Silence stretches between us, heavy and suffocating. Fifteen feet of hardwood and furniture create a barrier I desperately need, because when he looks at me like that—like he knows me, like twelve years dissolved the moment he walked through mydoor, like he has any goddamn right to stand in my living room—every defense I've built feels paper-thin.

The clock ticks near the kitchen. Too loud. Our breathing fills the space, and I hate that I can hear his, and hate that I'm attuned to the rhythm of it like no time has passed.

The evening wind rattles the window, and I flinch before I can stop myself.

Fantastic. Now he knows you jump at shadows. Now he knows you're not the girl he left behind; you're this broken thing that can't even handle a breeze.

Cole tenses immediately, weight shifting forward like he's ready to throw himself between me and whatever threat the wind might pose.

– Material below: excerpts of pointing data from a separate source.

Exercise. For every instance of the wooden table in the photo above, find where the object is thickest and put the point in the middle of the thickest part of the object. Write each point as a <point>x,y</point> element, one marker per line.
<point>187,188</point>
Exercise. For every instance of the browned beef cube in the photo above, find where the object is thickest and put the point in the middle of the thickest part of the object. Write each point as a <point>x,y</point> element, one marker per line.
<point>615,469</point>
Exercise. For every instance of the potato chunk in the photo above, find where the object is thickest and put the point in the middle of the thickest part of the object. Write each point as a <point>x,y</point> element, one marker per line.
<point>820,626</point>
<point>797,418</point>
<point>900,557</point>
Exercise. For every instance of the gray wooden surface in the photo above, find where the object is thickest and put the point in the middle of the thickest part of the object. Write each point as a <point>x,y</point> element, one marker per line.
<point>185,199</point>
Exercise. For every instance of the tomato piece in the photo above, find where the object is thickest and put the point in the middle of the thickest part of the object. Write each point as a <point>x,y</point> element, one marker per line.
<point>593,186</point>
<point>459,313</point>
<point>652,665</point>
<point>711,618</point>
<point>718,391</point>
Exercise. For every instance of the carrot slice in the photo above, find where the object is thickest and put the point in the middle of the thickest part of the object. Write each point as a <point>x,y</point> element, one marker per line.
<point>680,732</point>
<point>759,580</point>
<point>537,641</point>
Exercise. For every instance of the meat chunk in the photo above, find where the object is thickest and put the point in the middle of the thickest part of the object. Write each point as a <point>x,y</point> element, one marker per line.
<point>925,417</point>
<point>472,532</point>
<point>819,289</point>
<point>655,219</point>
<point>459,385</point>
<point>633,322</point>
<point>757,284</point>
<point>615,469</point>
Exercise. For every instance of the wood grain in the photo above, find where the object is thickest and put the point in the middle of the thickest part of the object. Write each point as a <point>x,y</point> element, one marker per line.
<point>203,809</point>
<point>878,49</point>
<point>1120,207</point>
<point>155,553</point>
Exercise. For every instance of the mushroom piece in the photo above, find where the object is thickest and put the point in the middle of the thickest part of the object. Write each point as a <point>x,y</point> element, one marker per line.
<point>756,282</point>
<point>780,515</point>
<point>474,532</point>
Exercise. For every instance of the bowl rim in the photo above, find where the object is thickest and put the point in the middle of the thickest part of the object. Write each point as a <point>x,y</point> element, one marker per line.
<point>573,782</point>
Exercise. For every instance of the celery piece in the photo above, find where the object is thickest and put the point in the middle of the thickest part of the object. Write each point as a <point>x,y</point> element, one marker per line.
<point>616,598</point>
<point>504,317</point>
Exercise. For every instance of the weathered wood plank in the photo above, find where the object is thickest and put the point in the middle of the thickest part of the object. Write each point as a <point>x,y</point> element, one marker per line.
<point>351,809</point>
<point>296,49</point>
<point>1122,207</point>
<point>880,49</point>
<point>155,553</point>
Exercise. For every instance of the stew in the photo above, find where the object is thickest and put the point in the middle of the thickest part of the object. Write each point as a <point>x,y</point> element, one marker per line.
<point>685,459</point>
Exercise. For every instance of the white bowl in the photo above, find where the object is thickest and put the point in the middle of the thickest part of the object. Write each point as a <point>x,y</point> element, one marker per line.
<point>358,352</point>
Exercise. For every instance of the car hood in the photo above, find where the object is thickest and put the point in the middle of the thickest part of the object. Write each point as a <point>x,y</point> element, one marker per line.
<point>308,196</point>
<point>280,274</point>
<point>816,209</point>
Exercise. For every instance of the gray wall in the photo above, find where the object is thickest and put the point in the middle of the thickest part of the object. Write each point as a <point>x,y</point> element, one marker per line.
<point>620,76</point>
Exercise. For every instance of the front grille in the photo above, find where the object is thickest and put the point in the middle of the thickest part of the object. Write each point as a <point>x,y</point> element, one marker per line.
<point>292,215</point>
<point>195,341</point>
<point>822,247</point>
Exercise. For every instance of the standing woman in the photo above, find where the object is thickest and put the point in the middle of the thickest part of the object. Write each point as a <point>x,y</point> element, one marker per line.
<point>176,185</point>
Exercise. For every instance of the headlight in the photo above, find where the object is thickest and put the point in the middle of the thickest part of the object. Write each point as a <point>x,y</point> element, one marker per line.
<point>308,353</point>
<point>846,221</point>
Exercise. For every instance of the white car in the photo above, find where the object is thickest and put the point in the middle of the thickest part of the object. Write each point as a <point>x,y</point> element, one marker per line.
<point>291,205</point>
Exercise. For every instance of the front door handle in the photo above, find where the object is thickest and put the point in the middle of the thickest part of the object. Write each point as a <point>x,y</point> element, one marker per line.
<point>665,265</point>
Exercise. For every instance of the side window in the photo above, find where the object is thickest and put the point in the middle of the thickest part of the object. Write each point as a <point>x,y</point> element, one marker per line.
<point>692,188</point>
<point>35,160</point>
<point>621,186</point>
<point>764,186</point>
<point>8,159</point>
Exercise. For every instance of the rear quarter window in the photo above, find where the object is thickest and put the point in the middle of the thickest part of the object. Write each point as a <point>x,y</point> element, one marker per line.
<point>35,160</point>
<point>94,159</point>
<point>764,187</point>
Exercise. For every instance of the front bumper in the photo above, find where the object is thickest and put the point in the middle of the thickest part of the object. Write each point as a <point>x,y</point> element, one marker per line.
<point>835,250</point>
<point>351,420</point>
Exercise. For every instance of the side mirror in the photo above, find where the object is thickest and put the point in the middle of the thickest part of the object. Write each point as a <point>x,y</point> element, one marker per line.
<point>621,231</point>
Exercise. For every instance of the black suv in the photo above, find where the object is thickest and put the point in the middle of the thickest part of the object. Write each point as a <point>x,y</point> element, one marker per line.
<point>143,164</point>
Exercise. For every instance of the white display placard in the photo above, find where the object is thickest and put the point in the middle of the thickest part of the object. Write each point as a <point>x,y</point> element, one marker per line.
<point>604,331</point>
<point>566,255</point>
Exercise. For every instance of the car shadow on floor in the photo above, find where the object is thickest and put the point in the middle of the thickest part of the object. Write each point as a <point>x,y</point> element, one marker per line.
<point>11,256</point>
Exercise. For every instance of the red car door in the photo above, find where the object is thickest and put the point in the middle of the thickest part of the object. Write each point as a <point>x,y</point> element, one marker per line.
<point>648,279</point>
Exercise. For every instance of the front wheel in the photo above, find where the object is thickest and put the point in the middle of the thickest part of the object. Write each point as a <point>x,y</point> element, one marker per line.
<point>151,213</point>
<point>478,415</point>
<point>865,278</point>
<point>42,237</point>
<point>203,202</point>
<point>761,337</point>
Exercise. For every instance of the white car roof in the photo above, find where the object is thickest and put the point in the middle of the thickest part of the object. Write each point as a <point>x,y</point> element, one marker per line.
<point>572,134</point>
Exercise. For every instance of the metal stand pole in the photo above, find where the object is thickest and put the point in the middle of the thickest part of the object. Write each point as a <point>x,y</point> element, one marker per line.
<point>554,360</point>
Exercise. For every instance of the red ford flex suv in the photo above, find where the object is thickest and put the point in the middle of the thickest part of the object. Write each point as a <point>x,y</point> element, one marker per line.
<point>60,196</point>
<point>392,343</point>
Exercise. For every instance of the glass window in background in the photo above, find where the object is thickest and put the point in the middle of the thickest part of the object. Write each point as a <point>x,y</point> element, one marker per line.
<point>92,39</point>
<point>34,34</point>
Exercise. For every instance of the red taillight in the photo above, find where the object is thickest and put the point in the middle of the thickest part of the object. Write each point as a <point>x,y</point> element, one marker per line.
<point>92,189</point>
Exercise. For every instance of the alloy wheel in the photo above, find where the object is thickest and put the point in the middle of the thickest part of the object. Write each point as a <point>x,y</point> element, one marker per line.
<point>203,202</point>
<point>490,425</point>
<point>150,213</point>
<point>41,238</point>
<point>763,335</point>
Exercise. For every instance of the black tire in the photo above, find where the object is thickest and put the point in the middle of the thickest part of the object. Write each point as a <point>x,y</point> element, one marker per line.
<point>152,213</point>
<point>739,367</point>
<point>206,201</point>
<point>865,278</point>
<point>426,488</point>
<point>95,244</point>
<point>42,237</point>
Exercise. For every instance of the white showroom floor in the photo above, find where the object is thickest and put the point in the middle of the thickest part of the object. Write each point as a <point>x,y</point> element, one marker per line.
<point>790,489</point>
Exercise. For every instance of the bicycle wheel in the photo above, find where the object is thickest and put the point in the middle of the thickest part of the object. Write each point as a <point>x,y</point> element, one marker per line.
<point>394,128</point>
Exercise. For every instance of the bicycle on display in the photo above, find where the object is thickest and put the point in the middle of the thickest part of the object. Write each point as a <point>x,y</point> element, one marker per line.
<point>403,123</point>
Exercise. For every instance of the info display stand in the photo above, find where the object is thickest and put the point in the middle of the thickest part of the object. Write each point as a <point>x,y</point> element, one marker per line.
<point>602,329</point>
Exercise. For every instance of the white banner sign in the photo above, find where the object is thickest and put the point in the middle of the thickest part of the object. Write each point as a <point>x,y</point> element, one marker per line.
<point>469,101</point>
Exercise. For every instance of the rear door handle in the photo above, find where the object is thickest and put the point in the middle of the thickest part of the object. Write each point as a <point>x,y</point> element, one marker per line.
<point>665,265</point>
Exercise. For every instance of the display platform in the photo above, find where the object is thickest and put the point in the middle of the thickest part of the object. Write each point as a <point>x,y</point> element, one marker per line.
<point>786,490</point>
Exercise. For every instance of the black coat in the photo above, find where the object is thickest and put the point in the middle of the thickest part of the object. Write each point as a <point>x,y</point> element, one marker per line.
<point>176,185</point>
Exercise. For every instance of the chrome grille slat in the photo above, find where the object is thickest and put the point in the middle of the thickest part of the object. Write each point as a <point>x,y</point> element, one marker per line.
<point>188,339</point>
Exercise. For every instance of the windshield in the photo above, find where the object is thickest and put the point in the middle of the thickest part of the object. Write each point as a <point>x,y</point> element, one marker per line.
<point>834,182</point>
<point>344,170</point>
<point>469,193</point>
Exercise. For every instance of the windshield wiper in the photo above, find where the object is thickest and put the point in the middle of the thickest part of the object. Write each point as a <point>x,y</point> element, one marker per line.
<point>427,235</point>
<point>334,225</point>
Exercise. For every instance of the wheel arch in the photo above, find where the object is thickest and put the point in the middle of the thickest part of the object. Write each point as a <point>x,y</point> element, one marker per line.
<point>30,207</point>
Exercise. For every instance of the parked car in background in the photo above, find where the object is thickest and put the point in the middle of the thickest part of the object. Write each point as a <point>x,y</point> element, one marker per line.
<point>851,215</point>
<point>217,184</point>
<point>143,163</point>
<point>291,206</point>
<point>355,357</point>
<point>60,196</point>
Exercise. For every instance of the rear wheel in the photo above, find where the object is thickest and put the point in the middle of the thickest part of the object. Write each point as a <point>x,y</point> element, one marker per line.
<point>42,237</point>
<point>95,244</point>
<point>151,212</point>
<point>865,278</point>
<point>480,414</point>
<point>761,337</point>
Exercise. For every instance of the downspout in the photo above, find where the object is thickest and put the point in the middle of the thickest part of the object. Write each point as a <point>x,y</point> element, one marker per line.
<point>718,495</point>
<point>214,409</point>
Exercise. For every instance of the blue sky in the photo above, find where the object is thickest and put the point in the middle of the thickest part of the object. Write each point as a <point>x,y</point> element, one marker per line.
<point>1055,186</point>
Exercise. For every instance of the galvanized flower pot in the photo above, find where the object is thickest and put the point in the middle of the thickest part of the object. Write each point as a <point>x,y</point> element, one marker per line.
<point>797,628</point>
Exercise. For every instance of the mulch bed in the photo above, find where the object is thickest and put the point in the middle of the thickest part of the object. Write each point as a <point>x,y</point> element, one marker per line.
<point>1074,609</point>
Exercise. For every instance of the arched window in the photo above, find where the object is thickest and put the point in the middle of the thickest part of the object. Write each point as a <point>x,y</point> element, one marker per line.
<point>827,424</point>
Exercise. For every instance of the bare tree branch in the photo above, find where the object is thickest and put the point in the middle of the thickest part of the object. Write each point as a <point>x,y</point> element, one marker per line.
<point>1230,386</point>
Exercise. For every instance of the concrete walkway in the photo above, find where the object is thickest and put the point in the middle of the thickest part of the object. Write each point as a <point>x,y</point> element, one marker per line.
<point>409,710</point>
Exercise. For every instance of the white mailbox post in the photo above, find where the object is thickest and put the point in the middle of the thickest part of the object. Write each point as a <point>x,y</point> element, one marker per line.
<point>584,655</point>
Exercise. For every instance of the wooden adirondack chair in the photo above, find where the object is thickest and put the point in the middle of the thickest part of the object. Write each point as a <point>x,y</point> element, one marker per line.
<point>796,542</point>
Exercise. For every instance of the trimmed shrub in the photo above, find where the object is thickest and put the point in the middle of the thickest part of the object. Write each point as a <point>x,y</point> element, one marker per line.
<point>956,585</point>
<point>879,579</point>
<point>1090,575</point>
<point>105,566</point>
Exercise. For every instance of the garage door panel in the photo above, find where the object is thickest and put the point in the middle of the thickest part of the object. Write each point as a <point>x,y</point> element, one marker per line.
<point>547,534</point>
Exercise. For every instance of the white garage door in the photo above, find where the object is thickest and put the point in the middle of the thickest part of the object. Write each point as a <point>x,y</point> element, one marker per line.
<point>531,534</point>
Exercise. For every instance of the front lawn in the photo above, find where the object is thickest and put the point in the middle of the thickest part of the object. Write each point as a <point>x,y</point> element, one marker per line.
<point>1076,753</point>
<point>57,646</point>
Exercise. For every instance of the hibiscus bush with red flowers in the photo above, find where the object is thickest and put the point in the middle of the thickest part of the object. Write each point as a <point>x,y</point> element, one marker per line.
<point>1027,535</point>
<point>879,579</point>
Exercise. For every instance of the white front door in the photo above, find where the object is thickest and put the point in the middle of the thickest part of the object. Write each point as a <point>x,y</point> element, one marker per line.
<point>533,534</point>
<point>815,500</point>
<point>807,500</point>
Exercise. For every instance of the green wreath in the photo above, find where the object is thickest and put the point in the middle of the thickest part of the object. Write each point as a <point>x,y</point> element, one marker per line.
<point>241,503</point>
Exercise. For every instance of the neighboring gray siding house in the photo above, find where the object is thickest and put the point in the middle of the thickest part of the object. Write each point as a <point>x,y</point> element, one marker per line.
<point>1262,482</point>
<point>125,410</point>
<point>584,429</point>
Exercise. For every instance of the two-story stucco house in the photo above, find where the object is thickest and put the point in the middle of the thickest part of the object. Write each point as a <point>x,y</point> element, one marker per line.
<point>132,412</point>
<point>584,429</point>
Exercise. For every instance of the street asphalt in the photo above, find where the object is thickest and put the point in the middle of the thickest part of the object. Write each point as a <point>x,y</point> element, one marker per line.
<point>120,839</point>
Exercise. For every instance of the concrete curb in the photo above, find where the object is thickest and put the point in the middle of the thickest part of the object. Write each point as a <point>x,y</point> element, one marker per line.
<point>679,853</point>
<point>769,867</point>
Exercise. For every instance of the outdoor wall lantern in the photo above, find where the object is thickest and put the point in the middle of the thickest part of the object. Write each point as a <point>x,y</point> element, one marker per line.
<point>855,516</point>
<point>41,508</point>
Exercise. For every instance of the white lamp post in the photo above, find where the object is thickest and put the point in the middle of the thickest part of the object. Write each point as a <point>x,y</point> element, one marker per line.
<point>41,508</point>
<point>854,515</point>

Stop it. Stop acting like you care. You lost the right to care when you walked away.

Chesca's backpack sits by the stairs, bright pink, covered in unicorn stickers she applied herself with painstaking concentration. A reminder that my daughter sleeps above our heads, trusting me to keep the monsters out.

And I just let one come in through the front door.

Family photos line the walls. Birthday parties and holidays. Beach trips and school plays. Just me and Chesca, building a life that doesn't include ghosts from college or nightmares from my marriage. A life I constructed from the wreckage of everything else.

Now he's standing in the middle of it like he belongs here.